I'm currently rewriting a portion of C code trying to take advantage of Armv6 SIMD and DSP extensions (I'm a beginner regarding ARM assembly language).

So far I've made huge gains using SMUSD and SMUADX to implement complex number multiplication. These instructions assume the real and imaginary parts of a complex number are stored on 16-bit halfwords of a single 32-bit register.

Before performing a certain complex multiply, I need to perform an arithmetic right-shift of both signed halfwords by 1 bit.

This is my current code, which I suspect is far from efficient and probably there's a much faster way.
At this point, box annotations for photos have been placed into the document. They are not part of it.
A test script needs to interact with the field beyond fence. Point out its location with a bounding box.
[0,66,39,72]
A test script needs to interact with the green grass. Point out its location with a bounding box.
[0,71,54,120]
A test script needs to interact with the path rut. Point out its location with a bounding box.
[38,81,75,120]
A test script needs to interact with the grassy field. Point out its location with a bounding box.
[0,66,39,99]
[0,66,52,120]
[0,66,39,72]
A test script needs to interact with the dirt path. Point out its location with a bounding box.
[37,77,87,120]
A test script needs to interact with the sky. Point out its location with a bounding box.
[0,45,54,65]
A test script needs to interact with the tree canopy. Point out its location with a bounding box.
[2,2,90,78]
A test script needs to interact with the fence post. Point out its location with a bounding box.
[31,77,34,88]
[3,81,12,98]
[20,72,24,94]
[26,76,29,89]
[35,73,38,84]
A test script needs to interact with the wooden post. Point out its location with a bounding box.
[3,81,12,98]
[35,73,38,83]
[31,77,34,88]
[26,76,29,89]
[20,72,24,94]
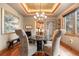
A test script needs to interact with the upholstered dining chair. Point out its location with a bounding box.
[44,29,65,56]
[15,29,35,56]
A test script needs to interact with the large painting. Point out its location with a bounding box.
[2,9,19,33]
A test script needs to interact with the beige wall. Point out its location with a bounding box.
[0,4,23,50]
[58,4,79,51]
[23,16,56,30]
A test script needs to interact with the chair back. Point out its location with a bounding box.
[15,29,29,56]
[52,29,65,56]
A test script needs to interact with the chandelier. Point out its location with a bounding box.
[34,3,47,20]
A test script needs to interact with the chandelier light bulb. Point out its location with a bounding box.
[34,16,37,19]
[45,16,47,19]
[42,12,45,14]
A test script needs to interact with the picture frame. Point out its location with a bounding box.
[1,8,19,34]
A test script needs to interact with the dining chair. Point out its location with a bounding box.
[44,29,65,56]
[15,29,36,56]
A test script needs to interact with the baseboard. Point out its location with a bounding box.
[61,41,79,56]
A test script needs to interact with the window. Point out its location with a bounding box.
[64,9,79,34]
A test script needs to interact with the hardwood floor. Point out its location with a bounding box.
[0,44,20,56]
[0,44,79,56]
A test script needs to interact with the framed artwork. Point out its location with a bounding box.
[2,8,19,34]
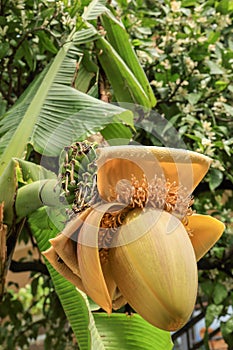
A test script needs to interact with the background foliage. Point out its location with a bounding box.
[0,0,233,349]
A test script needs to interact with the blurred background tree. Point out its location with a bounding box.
[0,0,233,349]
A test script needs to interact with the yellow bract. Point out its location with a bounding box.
[44,146,224,331]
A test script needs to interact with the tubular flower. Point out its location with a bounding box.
[44,146,224,331]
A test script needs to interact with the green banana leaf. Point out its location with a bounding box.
[101,11,156,107]
[96,37,151,108]
[93,313,173,350]
[29,208,105,350]
[0,27,133,175]
[0,158,58,228]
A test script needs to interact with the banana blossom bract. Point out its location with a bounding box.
[44,146,224,331]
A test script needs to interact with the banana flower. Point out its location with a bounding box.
[44,146,224,331]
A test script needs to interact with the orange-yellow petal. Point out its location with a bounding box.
[78,203,124,313]
[42,247,85,292]
[110,210,197,331]
[50,208,92,277]
[97,146,211,200]
[188,214,225,261]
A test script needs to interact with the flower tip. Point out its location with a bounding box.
[188,214,225,261]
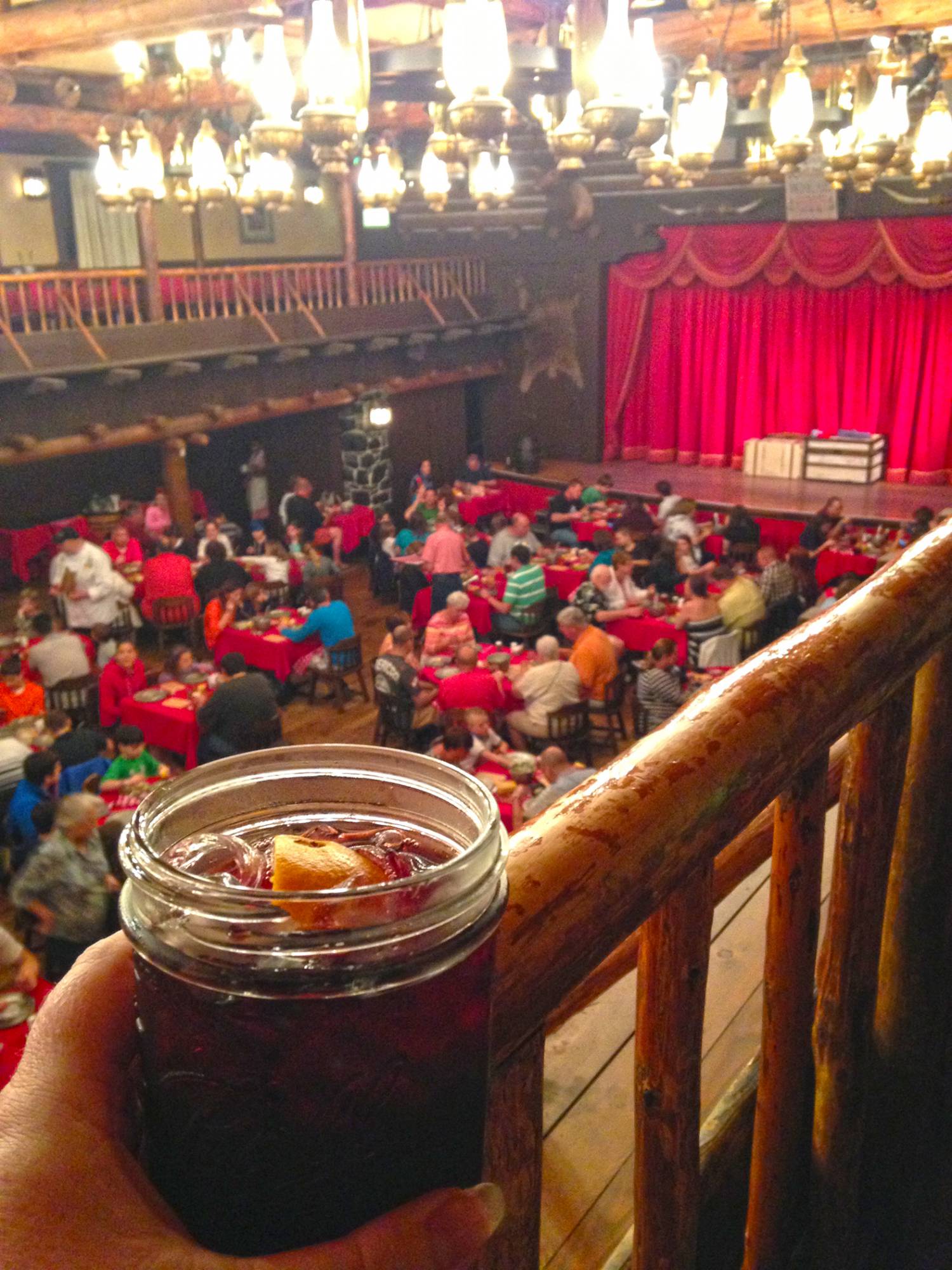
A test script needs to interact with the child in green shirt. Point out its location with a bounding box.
[99,724,169,791]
I'm concerned since this code runs in the algorithm's tightest loop, and some of the cycles gained by switching to SMUSD and SMUADX are being lost by this quirky shifting code:

mov r0, r0, asr#1  @ arithmetically shift right by 1
                   @ higher half-word is ok, lower half-word is now polluted by
                   @ the higher half-word's lowest bit becoming the sign bit
                   @ of the lower half-word

tst   r0, #0x4000  @ test if the lower-halfword was negative 
                   @ (sign bit was shifted, it is now at position 14)

orrne r0, #0x8000  @ if negative, ensure the sign bit is turned on
biceq r0, #0x8000  @ if positive, ensure the sign bit is turned off

I played around a bit with the PKHBT and PKHTB instructions with shift operations on the second operand, but they don't seem to work for signed halfwords.

Any suggestions will be greatly appreciated!

Answer 1

I think this should work:

MOV r1, #0
SHADD16 r0, r1, r0

SHADD16 is signed half word add then half the result (which is the same as ASR of 1).